The Practice Administrators aren’t being deliberately negligent, typically. They just don’t know about certain things they are supposed to be doing. They are, after all, incredibly busy people running a practice. This situation most often arises with practices that aren’t closely aligned with a hospital. Hospitals will often provide compliance training and tools to affiliated practices; after all, it’s in everyone’s best interest to make sure everyone is following the rules.
So, what are some of the key issues that repeatedly arise? I will share the most common here.
- HIPAA, HIPAA, HIPAA. Most providers do have a Privacy Notice, and hopefully are getting an attestation from all patients (and providing them with the Notice). But, are they doing everything the Notice says they are doing? Patients have a number of rights, and the Practice needs to review that list and just make sure. When the Office of Civil Rights, who enforces HIPAA, does an audit, they check those patients rights issues.
Business Associates are another big risk area. Do you know who actually qualifies as a Business Associate? If a vendor is using, accessing, or disclosing patient health information, you should have a Business Associate Agreement. A breach by a Business Associate, such as a billing company, can create a big problem for you.
Lastly, related also to HIPAA, is the Security Risk Assessment. It is not just required under MIPS, it’s required under HIPAA, and should be done annually. Once it’s done, the gaps need to be addressed.
2. Background Checks. Are you thoroughly vetting and credentialing everyone working on behalf of the Practice? Although most Practices do credential providers, in terms of verifying education, etc., many do not do a comprehensive review of all employees, students, providers, or temporary employees. Some of these can be handled by way of a contract provision requiring, for instance, any temporary nurses are checked by their agency before being sent.

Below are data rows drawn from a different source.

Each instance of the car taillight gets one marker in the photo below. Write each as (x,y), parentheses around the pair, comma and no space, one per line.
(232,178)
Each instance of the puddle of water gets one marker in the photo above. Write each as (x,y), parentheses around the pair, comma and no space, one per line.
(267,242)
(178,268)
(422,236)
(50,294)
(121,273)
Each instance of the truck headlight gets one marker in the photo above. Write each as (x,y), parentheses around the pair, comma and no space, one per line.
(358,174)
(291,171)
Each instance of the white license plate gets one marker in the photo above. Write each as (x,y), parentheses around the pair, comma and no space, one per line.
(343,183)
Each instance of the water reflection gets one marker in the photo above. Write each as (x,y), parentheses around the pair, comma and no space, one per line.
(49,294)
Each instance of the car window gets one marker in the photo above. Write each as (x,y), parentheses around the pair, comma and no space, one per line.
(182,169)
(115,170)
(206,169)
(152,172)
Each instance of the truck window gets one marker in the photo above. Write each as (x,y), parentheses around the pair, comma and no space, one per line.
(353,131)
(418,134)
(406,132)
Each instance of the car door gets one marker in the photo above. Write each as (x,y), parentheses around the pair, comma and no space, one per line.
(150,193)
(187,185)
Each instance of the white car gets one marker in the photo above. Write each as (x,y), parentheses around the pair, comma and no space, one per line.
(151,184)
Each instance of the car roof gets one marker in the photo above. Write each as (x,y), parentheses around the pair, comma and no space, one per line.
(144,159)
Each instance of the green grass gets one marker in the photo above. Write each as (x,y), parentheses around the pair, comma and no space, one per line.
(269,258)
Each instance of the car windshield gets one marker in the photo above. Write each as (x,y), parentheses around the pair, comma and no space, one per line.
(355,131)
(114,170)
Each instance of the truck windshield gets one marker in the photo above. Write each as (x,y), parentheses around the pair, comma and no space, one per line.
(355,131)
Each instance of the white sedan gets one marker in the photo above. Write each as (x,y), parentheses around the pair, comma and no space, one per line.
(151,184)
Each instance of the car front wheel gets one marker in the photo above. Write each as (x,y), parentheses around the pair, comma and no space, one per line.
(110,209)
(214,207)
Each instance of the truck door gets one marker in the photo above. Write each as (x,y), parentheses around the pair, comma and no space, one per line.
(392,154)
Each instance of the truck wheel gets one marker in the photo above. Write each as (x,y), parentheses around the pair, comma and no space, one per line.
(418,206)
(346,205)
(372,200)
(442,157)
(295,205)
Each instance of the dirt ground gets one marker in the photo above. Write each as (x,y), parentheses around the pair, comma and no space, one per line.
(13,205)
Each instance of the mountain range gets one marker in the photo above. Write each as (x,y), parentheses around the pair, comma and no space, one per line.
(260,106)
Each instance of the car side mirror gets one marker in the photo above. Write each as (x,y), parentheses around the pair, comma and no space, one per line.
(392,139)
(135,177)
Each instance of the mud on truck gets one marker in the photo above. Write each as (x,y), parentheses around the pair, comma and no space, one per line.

Also related to background checks is the requirement to check state and federal exclusion lists. This is commonly not known in a smaller practice. The Office of Inspector General (OIG) for Health and Human Services has a list of Excluded Individuals and Entities. These are people excluded from participation with Medicare or Medicaid. You should be checking that up-front and monthly, for anyone the Practice hires or contracts with. The states have comparable lists to check. Why do you care? If you have such a person providing services on your behalf, and the government identifies that (and they do run audits), you can face fines into the tens of thousands, as well as other possible sanctions.
3. Compliance Education. Most practices do not require new employees have compliance training or, if they do, it is only HIPAA and/or OSHA. And most do not have annual training. It doesn’t have to be onerous or expensive, but topics like fraud and abuse and compliance for coders and billers (and for physicians doing their own coding) is very important.
Those are a few of the heavy hitters, the biggest compliance topics that I see being missed regularly. This is particularly a risk for growing or merging practices that may have more to lose and represent a bigger target/deep pocket in the event of a breach or other incident. It doesn’t take much to get your practice reviewed, and most practices need help with just a few issues, such as the above. But, be aware, the OIG does expect small physician practices to have a form of compliance program, so you might want to add this to your 2019 list of ‘to-do’s’.